So empfing sie mich an jenem Tag, als ich die Tür zu ihrem Café aufstieß und das Glöckchen bimmelte. Als wäre mir jemand auf den Fersen, schloss ich die Tür schnell wieder hinter mir und setzte mich, wahrscheinlich mit düsterem Gesichtsausdruck, an den Tisch, der sich in die hinterste Ecke drängt, als wollte er sich verstecken. Ich bat sie um ein starkes, heißes Getränk, denn ich zitterte wie eine alte Schnarre im Karfreitagswind. Mir war eiskalt, obwohl inzwischen die Sonne den Himmel erobert hatte.

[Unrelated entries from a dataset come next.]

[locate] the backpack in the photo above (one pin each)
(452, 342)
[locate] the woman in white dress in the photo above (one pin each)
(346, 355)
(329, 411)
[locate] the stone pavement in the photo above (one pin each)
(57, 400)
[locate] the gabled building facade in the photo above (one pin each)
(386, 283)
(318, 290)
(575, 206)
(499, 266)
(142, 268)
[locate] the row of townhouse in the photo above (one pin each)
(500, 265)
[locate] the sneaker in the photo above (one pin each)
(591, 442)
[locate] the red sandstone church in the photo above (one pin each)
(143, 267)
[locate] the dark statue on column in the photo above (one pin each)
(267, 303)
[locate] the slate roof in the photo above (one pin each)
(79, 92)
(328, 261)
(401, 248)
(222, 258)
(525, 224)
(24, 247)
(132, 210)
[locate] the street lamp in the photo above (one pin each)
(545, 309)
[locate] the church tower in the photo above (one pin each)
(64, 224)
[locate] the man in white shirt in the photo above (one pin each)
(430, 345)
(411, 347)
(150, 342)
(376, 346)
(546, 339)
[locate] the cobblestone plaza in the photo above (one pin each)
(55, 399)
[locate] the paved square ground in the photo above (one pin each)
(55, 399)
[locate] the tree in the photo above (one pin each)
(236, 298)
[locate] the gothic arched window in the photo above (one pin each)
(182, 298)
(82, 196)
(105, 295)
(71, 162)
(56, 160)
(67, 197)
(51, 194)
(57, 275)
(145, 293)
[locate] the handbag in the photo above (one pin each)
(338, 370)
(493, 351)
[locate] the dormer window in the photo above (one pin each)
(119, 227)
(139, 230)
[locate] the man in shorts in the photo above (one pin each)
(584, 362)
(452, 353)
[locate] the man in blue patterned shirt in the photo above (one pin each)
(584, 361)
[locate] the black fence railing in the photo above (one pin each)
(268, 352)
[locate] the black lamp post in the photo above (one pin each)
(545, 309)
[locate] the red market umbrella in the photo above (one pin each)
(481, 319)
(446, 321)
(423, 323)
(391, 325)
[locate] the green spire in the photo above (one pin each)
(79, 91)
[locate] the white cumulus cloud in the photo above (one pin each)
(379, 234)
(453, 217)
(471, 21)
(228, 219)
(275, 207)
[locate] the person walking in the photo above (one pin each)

Nach kurzer Zeit stellte Mutter Pitz eine große Tasse mit einer dampfenden Flüssigkeit vor mir ab. Ich trank, folgsam wie ein Kind, und schloss die Augen. Mein Blut strömte wieder, Hände und Kopf wurden warm. Ich lockerte den Kragen meiner Jacke und meines Hemdes. Mutter Pitz sah mir zu. Die Wände wankten, wie Pappeln, die sich im Wind wiegen, und die Stühle taumelten.
«Was ist denn passiert, Brodeck? Bist du dem Teufel begegnet?»
Sie hielt meine Hände, und ihr Gesicht war ganz dicht an meinem. Sie hatte sehr schöne, große grüne Augen mit goldenen Fleckchen am Rand der Iris. Ich erinnere mich noch, wie ich dachte, dass Augen alterslos sind und dass wir mit denselben Augen sterben, die am Tag unserer Geburt die Welt zum ersten Mal erblickten.
Sie schüttelte mich leicht und wiederholte ihre Frage. Was wusste sie, was durfte ich ihr sagen? Im Gasthaus Schloss, am Abend zuvor, waren nur Männer gewesen, und mit diesen Männern hatte ich einen Pakt geschlossen. Zu Hause hatte ich meinen Frauen nichts davon erzählt, und am Morgen war ich aufgebrochen, bevor sie wach waren. Hatten alle anderen ihren Frauen, Schwestern, Müttern und Töchtern auch verschwiegen, was passiert war?
Sie drückte meine Hände so fest, als wollte sie die Wahrheit aus ihnen herauspressen. Worte kamen mir in den Sinn:
«Nichts ist passiert, Mutter Pitz, nichts Schlimmes, etwas ganz Normales: Gestern Abend haben die Männer des Dorfes den Anderen getötet, im Gasthaus Schloss, einfach nur so, als hätten sie Karten gespielt oder irgendeinen Handel abgeschlossen. Das war schon lange absehbar. Ich bin etwas später dazugekommen, ich wollte Butter kaufen, bei dem Gemetzel war ich nicht dabei. Man hat mich nur beauftragt, den Bericht über das Geschehen zu verfassen. Ich soll aufschreiben, was seit seiner Ankunft bei uns geschehen ist und warum man nicht anders konnte, als ihn zu töten. Das ist alles.»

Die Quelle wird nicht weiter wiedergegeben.